The Job Dispatch step accepts N sessions as input, each of which may contain data from multiple probes. Next, the Hybrid Generation step injects T ground truth spike templates for each session and probe (default = 10), with IT randomized iterations (default = 5). Hybrid data are then processed in parallel through M Spike Sorting Cases, each of which sorts data using a different set of algorithms or parameters. The sorting results are then collected and compared by the Hybrid Evaluation step, which outputs figures and metrics for analyzing the performance of each case.

Example hybrid evaluation.
a, 100 ms snippet of traces, showing ground-truth hybrid spikes and respective waveforms in blue if found by both sorters, red if found by Kilosort2.5 only, and purple if found by Kilosort4 only. b, Spike rasters of all hybrid spikes in the recording with same color scheme as panel a. Gray spikes are those from the original recording. c, Fraction of false positive spikes found by either sorter (a.u. = arbitrary units). d, Fraction of false negative spikes. False positive and false negative spikes are calculated using 10 s time bins.

Benchmarking spike sorting algorithms.
a, Accuracy, precision, and recall for all ground truth units for Kilosort2.5 (red) and Kilosort4 (purple) for Neuropixels 1.0 (top panels) and 2.0 (bottom panels) probes. b, Scatter plots for accuracy, precision, and recall for ground-truth units matched by both Kilosort2.5 (x axis) and Kilosort4 (y axis) for Neuropixels 1.0 (top panels) and 2.0 (bottom panels) probes. c, Distributions of refractory period contamination for all units found by both sorters. d, Histograms of presence ratio values for all units found by both sorters.
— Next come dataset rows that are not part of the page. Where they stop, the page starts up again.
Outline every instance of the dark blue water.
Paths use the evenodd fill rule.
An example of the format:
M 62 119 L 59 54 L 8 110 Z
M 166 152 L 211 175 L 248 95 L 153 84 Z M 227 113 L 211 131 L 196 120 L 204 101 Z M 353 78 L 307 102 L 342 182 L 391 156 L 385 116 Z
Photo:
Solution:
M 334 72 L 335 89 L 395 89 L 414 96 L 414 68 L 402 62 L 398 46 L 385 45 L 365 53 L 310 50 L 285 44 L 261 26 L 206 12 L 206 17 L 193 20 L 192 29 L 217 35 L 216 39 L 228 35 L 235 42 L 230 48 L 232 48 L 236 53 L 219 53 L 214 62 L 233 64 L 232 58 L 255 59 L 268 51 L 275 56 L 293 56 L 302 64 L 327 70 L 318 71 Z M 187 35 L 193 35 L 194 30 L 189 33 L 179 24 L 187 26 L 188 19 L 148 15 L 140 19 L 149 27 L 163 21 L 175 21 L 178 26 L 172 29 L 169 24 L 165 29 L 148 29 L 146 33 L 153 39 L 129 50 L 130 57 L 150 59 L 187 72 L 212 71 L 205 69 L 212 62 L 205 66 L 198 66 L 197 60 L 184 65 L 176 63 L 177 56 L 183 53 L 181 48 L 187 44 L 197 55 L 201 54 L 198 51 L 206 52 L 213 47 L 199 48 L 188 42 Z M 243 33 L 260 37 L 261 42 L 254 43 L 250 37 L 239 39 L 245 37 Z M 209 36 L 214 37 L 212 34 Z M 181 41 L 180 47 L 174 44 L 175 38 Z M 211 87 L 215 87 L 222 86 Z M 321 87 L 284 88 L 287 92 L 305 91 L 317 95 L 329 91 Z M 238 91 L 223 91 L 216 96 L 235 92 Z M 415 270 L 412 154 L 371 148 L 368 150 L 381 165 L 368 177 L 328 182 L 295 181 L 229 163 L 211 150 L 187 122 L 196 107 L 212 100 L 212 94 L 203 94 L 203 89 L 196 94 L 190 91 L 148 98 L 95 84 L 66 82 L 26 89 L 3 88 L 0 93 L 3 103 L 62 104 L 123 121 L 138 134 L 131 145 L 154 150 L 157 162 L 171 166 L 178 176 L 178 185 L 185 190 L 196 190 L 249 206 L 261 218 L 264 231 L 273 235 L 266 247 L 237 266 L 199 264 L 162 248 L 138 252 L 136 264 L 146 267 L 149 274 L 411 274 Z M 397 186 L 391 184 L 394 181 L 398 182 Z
In panels c and d, data from both probes are combined and include all units that were matched to a ground-truth hybrid unit (accuracy≥0.2 - Kilosort2.5: 3,046 matches; Kilosort4: 3,652 matches).

Lossy compression benchmarks
a, Accuracy, precision, and recall for all ground truth units for lossless, and lossy (dark green) WavPack compression (lighter greens as BPS decreases, i.e., compression ratio increases) for Neuropixels 1.0 (top panels) and 2.0 (bottom panels) probes. The dashed red line shows the curves for Kilosort2.5 for reference. b, Median accuracy, precision, and recall as a function of compression ratio, for both probe types (top row: Neuropixels 1.0; bottom row: Neuropixels 2.0). c, Scatter plots for accuracy, precision, and recall for ground-truth units matched by both the lossless (x axis) and BPS=3 (y axis), for both probe types. d, Distributions of refractory period contamination for all units found at each compression ratio. e, Histograms of presence ratio values for all units found at each compression ratio. In panels d and e, data from both probes are combined and include all units that were matched with accuracy ≥0.2 to a ground-truth hybrid unit (Lossless: 3,612 matches; BPS=3: 3,513 matches; BPS=2.5: 3,475 matches; BPS=2.25: 3,405 matches).





Spike sorter performance as a function of unit signal-to-noise ratio.
a, Accuracy, precision, and recall for every hybrid units added to the Neuropixels 1.0. Lines indicate the average value at each signal-to-noise level. b, Same as a, but for Neuropixels 2.0 datasets.

Kilosort run times.
a, Run times of Kilosort2.5 (red) and Kilosort4 (purple) on Neuropixels 1.0 datasets. Run times are relative to real-time (xRT). b, Same as a, but for Neuropixels 2.0 datasets. Note that for Neuropixels 1.0, spike sorting was run on the full 384-channel recording, while it was split by shank (96 channels each) for Neuropixels 2.0, which is why the latter probe has faster execution times.